9 responses to “Niagara Regional Council Urged To Ban Sale Of Shark-Fin Soup And Other Shark-Related Products

  1. Let’s first ban the out-of-control public sector spending at the Region which will grow by more than $40 million this year thanks to a jellyfish Council that can’t say “no” to picking our pockets even deeper notwithstanding we suffer from the highest unemployment and poverty rates in the country!


  2. gail benjafield

    Trying to stay on topic appears to be a problem.

    This is about an odious practise regarding killing of animals in an inhumane manner. It is an environmental issue. Other Municipalities have shown leadership on this issue, why not the Regional Municipality of Niagara?


  3. Nobody needs shark fin soup. These amazing animals have been around since prehistory and it seems humans will wipe them out. They are much maligned creatures necessary for balance in the oceans and thus the rest of the planet. One small pebble in the pond that is earth makes waves. In the past month the black African rhino has been declared extinct. Humans won’t be happy until we mess this planet up even more. Hopefully we humans will go on the endangered species list soon enough to put the earth back into some sort of equilibrium.


  4. I recently saw a documentary on this practice and it was one of the most disgusting stories I have ever witnessed. Once the fins are cut off, the sharks are thrown away, and they go to the bottom to die a terrible death – and what is worse, it is all about greed and money. We are not lacking in food of any kind – in fact we have more than enough variety – we don’t need this. There should be no question about it ….a ban is certainly in


  5. Linda McKellar’s comments were extremely good and should give us all food for thought.
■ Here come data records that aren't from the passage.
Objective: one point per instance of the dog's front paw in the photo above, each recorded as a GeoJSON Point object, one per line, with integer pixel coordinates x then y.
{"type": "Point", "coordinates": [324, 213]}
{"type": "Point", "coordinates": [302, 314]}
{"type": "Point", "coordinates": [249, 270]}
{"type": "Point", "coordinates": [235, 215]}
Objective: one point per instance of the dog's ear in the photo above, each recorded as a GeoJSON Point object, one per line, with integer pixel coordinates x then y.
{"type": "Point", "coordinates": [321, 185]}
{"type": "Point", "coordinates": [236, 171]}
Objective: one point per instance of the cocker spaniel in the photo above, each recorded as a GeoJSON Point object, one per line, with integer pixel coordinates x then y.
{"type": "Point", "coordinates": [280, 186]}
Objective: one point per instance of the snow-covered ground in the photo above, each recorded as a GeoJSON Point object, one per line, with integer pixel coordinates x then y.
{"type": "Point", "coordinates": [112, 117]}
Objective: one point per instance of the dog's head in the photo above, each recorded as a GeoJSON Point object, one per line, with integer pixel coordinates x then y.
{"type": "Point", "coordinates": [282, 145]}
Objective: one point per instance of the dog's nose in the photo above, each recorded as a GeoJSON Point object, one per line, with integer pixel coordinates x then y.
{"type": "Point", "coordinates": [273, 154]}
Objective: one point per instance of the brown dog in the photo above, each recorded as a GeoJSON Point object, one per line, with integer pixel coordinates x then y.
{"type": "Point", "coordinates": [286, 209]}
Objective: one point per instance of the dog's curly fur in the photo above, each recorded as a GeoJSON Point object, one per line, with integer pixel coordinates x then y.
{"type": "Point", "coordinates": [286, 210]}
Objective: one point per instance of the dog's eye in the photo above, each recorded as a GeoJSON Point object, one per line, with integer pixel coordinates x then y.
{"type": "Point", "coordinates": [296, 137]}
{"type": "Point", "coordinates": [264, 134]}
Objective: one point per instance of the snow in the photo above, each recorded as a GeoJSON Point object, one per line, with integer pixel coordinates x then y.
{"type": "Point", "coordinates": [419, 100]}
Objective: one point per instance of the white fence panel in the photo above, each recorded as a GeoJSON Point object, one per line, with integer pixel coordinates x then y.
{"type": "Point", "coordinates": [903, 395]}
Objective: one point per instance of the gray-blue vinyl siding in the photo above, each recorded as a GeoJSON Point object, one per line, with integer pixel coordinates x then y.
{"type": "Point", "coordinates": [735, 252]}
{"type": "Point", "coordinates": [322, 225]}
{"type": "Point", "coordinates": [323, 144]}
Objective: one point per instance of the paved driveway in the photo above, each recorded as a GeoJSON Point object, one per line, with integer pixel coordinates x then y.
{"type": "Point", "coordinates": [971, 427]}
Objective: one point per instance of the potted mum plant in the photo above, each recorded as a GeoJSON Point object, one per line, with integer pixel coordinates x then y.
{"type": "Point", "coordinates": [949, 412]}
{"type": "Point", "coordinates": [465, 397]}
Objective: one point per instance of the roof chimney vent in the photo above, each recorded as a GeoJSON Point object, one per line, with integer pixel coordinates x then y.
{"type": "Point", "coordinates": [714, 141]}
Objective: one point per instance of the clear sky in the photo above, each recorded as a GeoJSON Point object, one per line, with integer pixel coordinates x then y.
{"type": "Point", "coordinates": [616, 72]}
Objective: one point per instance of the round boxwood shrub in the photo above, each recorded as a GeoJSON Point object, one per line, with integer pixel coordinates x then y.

Has anyone checked the Official Earth Endangered Species List lately; it is updated daily, and not including plants, now stands at 10,796; if we add in plants the number is 20,118. These numbers are shocking; they show how careless we are with our planet earth, and the creatures who are trying to survive here !


  6. I agree with the other posts. (Can’t understand Mr. A. Petrowski’s comments). The practice seems so barbaric and unecessary.


    • Mr. Hood, I do not mind endorsing this cause but I do not want staff to spend any time researching what we already know, that’s all. Therefore, the “10 seconds” remark.


  7. I would recommend the Canadian documentary Sharkwater to anyone interested in this topic. It has won 22 international awards. Actually, it should be seen by everyone. The wholesale hunting of sharks for their fins will soon be an ecological disaster for our oceans, and we should all be aware of that.

    Yes, there no need to do any more research. The facts are all there.